Skip site navigation (1)Skip section navigation (2)
Date:      Wed, 16 Aug 2006 10:54:24 -0700
From:      Steve Kargl <sgk@troutmask.apl.washington.edu>
To:        John Baldwin <jhb@freebsd.org>
Cc:        amd64@freebsd.org
Subject:   Re: linux32 breakage in current..

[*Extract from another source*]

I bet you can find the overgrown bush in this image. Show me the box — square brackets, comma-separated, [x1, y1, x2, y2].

Message-ID:  <20060816175424.GA1231@troutmask.apl.washington.edu>
In-Reply-To: <20060816000424.GA905@troutmask.apl.washington.edu>
References:  <200608151701.46724.jhb@freebsd.org> <20060815212415.GA1393@troutmask.apl.washington.edu> <20060816000424.GA905@troutmask.apl.washington.edu>

next in thread | previous in thread | raw e-mail | index | archive | help
On Tue, Aug 15, 2006 at 05:04:24PM -0700, Steve Kargl wrote:
> 
> Oh crap, this is more complicated than I thought
> With a kernel built from 2006.08.06.12.00.00 sources,
> I'm seeing the classic race condition for locking
> 
> troutmask:kargl[201] acroread church.pdf
> Segmentation fault (core dumped)
> troutmask:kargl[202] acroread church.pdf  <-- This one worked.

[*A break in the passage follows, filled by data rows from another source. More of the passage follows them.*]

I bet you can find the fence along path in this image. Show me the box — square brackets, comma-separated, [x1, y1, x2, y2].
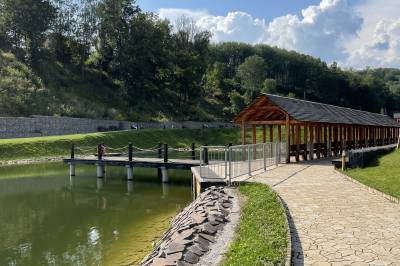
[192, 142, 286, 183]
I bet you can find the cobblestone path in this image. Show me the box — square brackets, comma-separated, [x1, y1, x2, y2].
[252, 161, 400, 265]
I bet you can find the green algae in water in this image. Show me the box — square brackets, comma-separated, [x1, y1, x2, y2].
[0, 163, 191, 265]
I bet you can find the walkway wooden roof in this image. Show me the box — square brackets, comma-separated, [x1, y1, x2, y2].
[234, 94, 400, 127]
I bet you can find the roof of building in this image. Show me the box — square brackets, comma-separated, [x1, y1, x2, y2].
[234, 94, 400, 127]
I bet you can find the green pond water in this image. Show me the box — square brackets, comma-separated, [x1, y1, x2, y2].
[0, 163, 191, 265]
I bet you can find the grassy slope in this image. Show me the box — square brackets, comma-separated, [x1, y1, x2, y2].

> troutmask:kargl[203] acroread church.pdf
> Segmentation fault (core dumped)
> troutmask:kargl[204] acroread church.pdf
> Segmentation fault (core dumped)
> troutmask:kargl[205] acroread church.pdf  <-- This one worked.
> troutmask:kargl[206] 
> 
> I'll see if I can dig deeper.
> 

The problem appears as early as 01 Aug 06 sources.  Out of 16 
attempts to run acroread, 5 die with a segfault.  It is actually
the linux version of bash that drops core.